Le Tribunal de première instance de la Cour européenne a décidé hier, le 8 novembre 2007, que la Commission avait eu tort de refuser à une entreprise productrice de bière l’accès au procès-verbal d’une rencontre de parties prenantes, y compris la liste des participants. Cet arrêt a de vastes implications pour la transparence du lobbying.

La Cour a jugé que « le droit d’accès aux documents contenant des données à caractère personnel doit être garanti si la communication de ces données ne porte pas atteinte à la protection de la vie privée et à l’intégrité de la personne concernée ».

La Bavarian Lager Company Ltd, qui importe de la bière allemande au Royaume-Uni, avait demandé à obtenir le procès-verbal complet d’une réunion concernant les pratiques commerciales sur le marché de la bière, organisée par la Commission en 1996, notamment les noms de tous les lobbyistes présents.

L’arrêt de la Cour implique que la Commission ne sera plus en mesure de citer des règlements européens relatifs à la protection de données à caractère personnel pour justifier la rétention du nom des lobbyistes individuels engagés à communiquer des opinions ou des informations à l’exécutif européen.
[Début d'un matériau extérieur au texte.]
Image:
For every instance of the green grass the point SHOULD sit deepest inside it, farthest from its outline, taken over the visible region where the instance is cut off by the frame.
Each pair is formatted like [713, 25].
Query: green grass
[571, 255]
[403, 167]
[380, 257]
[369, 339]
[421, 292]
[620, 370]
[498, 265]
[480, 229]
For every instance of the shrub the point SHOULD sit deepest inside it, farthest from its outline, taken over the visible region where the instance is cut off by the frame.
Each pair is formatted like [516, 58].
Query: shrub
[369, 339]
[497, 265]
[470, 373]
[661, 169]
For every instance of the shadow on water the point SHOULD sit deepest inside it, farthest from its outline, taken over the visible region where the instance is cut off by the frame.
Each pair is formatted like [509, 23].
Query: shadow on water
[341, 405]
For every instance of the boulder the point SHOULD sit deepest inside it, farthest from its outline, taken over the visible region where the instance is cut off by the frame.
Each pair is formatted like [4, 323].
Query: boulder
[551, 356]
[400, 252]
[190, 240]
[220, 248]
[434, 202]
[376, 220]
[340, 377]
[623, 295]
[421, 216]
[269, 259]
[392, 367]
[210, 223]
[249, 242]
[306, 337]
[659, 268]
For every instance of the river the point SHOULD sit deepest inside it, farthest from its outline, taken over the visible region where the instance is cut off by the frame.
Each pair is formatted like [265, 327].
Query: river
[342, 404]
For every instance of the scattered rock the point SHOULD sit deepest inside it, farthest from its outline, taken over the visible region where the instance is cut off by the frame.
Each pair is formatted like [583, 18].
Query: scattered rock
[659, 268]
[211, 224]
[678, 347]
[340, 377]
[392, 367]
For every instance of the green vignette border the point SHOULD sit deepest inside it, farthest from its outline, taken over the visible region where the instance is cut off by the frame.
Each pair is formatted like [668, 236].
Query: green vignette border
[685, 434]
Cette affaire survient suite à une plainte de l’entreprise concernant la décision de la Commission refusant sa participation à la réunion entre les fonctionnaires de la Commission, les fonctionnaires britanniques et les représentants de la confédération des brasseurs du marché commun.

L’affaire a fait surface quand Bavarian Lager a déposé en 1993 une plainte auprès de la Commission concernant la législation britannique appelée « Guest Beer Provision » qui oblige les brasseurs possédant plus de 2 000 pubs à permettre aux propriétaires d’acheter de la bière auprès d’autres fournisseurs, dans la mesure où elle est conditionnée en fût et que son degré d’alcool est supérieur à 1,2 %.

La Commission a déclaré que l’arrêt était sans rapport avec ses projets concernant l’enregistrement des lobbyistes, mais espère clarifier la « zone grise » entre l’accès au document et les règles en matière de données à caractère personnel.

Un porte-parole de la Commission a déclaré au Guardian que la Commission allait proposer une nouvelle réglementation (sur l’accès aux documents) et qu’elle tiendrait compte de l’ensemble des arrêts de la Cour.

Erik Wesselius, de Corporate Europe Observatory, un organe d’observation des activités de lobbying, a déclaré que l’arrêt du Tribunal de première instance est une très bonne nouvelle pour ceux, à l’intérieur ou à l’extérieur des institutions, qui souhaitent améliorer la transparence dans le processus européen de prise de décisions.

Il a ajouté qu’il serait désormais plus difficile pour les lobbyistes de justifier pourquoi ils n’ont pas signé le registre de la Commission, procédure faisant partie de l’initiative sur la transparence du commissaire Kallas qui doit être lancée au printemps prochain.

Le dernier arrêt de la Cour suit une récente décision du Médiateur européen Nikiforos Diamandouros selon laquelle les pratiques de la DG Trade de la Commission consistant à dissimuler les noms des lobbyistes de l’industrie, les procès-verbaux des réunions ainsi que d’autres documents sont équivalentes à de la mauvaise administration. 

La Commission dispose de deux mois pour faire appel de la décision de la Cour européenne de Justice.